W hile media coverage of the Iranian social movement has been quiet, the Iranian people have not. Nevertheless, the opposition is divided – as one might expect of a diverse group. The reformists are the political leadership of the Green Movement, which considers the current government, formed after the fraudulent elections, illegitimate.

For the past eight months, the reformists have attempted to consolidate the larger social movement under the Green banner in order to strengthen the reform agenda that aims to get the state to respect the Iranian constitution. This constitution includes the freedom of assembly. If this freedom is recognized, the social movement will have the opportunity to push for reforms through organized collective action.

Many, however, have become disillusioned with the reformist camp of the opposition. Radicals are proposing alternatives for wider reforms, such as the dismantling of the current state and the establishment of a completely new Iran. They believe either that the reformists will not carry out true reform, or that even if they are successful in carrying out reform, the pace of political change will not keep up with the country’s economic decline.

History will see how this crisis unfolds, but even the 1979 Iranian Revolution did not happen overnight.
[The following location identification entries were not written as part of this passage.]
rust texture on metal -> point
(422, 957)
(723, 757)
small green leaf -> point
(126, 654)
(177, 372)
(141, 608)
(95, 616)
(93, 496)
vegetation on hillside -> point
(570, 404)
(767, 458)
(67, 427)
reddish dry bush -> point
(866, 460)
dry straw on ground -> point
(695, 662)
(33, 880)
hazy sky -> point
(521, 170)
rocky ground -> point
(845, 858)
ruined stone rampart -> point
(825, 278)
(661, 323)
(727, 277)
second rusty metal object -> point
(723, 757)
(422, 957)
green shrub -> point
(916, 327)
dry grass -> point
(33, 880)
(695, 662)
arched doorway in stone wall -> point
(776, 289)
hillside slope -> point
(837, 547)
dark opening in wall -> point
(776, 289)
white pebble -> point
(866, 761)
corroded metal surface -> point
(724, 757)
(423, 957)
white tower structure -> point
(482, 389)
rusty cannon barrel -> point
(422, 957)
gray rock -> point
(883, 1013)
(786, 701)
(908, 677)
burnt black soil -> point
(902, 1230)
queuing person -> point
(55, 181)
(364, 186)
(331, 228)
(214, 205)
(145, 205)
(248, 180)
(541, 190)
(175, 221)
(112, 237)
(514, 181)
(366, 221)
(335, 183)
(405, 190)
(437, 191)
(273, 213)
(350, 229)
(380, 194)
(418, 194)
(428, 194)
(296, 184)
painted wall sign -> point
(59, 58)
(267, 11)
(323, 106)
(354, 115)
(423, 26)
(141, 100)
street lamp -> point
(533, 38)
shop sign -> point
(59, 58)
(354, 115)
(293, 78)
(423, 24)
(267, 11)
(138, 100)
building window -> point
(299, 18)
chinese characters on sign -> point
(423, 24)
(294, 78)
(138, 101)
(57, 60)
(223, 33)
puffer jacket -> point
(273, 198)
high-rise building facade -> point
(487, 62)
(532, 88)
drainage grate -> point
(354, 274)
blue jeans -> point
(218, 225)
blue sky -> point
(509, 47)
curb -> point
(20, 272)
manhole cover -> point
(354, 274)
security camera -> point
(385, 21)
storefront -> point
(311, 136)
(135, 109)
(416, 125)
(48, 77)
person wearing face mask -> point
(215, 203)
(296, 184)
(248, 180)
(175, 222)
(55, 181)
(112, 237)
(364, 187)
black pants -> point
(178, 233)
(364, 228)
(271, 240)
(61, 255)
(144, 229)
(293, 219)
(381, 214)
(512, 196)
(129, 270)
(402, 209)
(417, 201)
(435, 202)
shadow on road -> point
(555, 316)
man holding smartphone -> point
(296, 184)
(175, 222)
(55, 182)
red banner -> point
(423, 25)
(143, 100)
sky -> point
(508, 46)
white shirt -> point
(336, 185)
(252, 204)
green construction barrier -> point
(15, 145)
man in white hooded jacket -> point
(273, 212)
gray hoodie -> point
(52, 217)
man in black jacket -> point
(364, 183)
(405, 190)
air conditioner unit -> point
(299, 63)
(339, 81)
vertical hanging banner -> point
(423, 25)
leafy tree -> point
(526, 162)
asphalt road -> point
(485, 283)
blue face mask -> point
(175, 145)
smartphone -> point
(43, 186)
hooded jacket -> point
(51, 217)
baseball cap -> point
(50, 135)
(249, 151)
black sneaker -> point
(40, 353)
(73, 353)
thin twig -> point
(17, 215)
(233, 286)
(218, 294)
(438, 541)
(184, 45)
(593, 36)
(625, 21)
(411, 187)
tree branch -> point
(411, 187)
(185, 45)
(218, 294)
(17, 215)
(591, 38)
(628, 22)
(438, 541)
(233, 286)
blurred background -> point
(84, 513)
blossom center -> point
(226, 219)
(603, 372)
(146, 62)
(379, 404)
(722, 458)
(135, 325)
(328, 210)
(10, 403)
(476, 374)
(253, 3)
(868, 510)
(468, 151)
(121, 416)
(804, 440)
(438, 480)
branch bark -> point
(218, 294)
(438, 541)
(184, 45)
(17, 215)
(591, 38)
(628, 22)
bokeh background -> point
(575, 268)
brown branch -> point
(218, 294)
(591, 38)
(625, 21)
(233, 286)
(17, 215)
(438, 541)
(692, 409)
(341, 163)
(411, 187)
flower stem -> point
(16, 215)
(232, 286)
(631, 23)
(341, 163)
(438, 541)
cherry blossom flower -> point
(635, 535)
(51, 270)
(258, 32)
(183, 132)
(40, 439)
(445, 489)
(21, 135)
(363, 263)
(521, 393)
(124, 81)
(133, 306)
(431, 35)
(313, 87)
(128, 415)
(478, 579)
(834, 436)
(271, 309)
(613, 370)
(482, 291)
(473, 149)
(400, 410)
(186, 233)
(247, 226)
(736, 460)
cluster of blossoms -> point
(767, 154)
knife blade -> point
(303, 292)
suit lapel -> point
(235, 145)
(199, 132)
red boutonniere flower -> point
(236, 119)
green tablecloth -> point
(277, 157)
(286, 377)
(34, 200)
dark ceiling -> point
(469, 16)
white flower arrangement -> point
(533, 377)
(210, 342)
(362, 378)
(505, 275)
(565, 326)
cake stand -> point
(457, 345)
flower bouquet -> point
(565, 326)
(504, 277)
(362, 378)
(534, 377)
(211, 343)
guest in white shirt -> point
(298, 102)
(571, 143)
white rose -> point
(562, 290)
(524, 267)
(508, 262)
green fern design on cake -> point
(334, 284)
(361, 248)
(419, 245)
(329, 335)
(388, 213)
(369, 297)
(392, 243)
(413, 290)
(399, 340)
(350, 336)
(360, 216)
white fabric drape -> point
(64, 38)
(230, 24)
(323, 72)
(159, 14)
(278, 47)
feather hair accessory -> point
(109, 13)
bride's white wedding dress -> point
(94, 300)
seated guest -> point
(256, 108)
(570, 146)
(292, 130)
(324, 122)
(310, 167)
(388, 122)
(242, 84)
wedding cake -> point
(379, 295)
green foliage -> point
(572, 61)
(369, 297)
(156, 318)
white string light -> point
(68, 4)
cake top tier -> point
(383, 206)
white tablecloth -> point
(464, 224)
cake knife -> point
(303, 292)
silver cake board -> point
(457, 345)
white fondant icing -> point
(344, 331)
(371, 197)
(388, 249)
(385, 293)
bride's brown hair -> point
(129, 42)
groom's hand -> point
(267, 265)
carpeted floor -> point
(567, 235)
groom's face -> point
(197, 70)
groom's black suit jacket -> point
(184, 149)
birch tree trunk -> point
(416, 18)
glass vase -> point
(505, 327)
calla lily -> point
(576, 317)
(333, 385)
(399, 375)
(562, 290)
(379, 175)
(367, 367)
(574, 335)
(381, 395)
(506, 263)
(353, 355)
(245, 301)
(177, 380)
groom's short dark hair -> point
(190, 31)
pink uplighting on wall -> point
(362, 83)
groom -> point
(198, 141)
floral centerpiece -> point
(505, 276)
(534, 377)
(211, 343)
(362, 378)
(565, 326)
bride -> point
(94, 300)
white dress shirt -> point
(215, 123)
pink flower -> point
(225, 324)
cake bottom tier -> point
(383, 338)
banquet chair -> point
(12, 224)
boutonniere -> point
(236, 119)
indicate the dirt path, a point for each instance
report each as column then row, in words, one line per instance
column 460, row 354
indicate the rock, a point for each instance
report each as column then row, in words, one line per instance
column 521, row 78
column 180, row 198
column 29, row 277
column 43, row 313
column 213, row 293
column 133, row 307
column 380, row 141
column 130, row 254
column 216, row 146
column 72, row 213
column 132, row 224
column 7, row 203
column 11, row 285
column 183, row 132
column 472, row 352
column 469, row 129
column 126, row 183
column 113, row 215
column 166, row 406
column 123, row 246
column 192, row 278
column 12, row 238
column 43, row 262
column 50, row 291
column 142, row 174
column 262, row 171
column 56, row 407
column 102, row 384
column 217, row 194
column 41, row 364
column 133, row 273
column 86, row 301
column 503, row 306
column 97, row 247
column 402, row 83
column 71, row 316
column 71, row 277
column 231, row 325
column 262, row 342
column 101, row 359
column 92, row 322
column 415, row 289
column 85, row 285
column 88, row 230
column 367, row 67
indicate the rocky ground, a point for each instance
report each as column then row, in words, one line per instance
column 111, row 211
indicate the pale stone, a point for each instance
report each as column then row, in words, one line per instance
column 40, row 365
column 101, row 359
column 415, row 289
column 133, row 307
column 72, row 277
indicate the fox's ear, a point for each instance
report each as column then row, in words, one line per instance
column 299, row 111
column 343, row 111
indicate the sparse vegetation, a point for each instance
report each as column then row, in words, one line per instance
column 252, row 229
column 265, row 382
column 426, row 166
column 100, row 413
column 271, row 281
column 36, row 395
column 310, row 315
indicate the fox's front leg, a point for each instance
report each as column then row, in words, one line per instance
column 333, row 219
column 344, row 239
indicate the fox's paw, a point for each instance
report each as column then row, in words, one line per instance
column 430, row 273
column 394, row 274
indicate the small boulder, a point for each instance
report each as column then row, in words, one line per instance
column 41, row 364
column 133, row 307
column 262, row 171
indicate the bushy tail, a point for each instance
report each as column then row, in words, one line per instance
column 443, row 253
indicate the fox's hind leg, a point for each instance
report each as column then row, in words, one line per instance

It was the work of at least a decade, a decade in which the radicals were either murdered by the dictatorship or allied with the mainstream Islamic revolutionaries.

Today, the strategies have changed. The official opposition is trying to reform Iran without causing civil war, and radicals are vocally attacking the reformist strategy. Even if the radicals are successful, it’s unclear how long they can govern before the weight of international capitalism squeezes them out of power.

These divisions also exist within the Montreal community, more so than other expatriate Iranian communities in Canada and the U.S. In the most recent protest in Montreal, demonstrators displayed only red colours – symbolizing an alternative to the mainstream “Green” opposition.

“The old community [in Montreal] is overwhelmingly left-leaning, with many individuals belonging to pre-[1979] Revolution groups that fought both the Pahlavi and Islamic regimes,” says Farzan Sabet, a political organizer in Montreal. The main division stems from the fact that “the new community tends to be made [up] of newly arrived graduate students with ties to Iran,” he said. This younger generation – who started to come to Montreal in 2000 and whose immigration continues today – tends to be pro-reformist.

The protests have strengthened ties between these two groups, though political divisions remain. And while the future is unclear, what’s certain is the Iranian diaspora’s role: to counter the mainstream media by being vocal and honest about the events taking place in Iran today.